The one thing that never changes each day, whether my life is promised or is about to end, is that I wake up, do my cardio, eat my meal, and train my ass off. That’s a blessing and a gift. It’s something I’m thankful for, and I’ll forever show my appreciation for this gift by giving 100 percent every day—and always with a smile.
How I Did It: Nuts and Bolts
After I found out that they were only giving me two years to live, and after attempting to tolerate the chemo meds, I set out full-force to find out what my options were. I put aside nursing school in order to devote my time to studying and learning how to survive this. With extensive research, I looked into the ideas of raw vegetable juicing, alkalinizing green food supplements, Chinese herbal medicine, systematic enzyme therapy, and all possible forms of immunity-boosting nutrition.
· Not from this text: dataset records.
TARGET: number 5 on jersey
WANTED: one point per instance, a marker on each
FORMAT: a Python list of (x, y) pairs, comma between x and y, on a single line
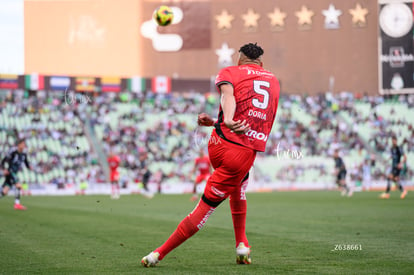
[(258, 87)]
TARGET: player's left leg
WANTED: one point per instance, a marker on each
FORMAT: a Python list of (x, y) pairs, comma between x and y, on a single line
[(386, 194), (197, 181), (17, 204), (185, 229)]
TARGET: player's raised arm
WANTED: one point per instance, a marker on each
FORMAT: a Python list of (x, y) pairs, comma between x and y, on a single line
[(228, 104)]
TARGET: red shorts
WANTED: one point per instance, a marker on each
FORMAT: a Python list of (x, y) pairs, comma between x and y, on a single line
[(231, 162), (201, 177), (114, 176)]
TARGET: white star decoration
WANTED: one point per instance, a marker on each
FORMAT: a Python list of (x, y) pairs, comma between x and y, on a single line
[(224, 54), (331, 15)]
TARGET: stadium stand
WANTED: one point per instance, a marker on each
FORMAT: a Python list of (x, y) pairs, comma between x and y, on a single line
[(164, 129)]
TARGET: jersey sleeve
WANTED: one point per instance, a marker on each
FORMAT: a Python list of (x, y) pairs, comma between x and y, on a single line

The main ideas I touched on were raw veggie juicing and green food supplements, along with all organic eating in an effort to create an extreme alkaline environment in my body where cancer was at an extreme disadvantage. I employed a low-protein, ketogenic-style diet that was roughly 70 percent powerhouse vegetables juiced to extract the beneficial raw enzymes and nutrients in mega-doses.
For a period of three months, I juiced approximately 10-15 pounds of vegetables per day, which came out to five 20-ounce servings throughout the day. A typical meal would be three ounces of organic-fed chicken, 20 ounces of fresh juice, and a plethora of spirulina/chlorella/chlorophyll-type superfoods. I incorporated a juice fasting day once per week on my rest days, preceding leg training. I found that a fasting day actually enhanced recovery immensely. This wasn’t a true fast because I was consuming 20 ounces of juice and 10 grams of BCAAs every few hours, but it was a huge relief to my digestive system, and it also cleansed my internal organs very well. The following day, when food was added back in, my energy and training pump was amazing.
The trick was incorporating all these methods back into a bodybuilding-style protocol as I ramped back into training and ultimately contest prep. It gets very complex with carb-cycling mixed with ketogenic days, juice fasting, and nightly detox methods, but there was no other option. That was fine with me. Just get it done.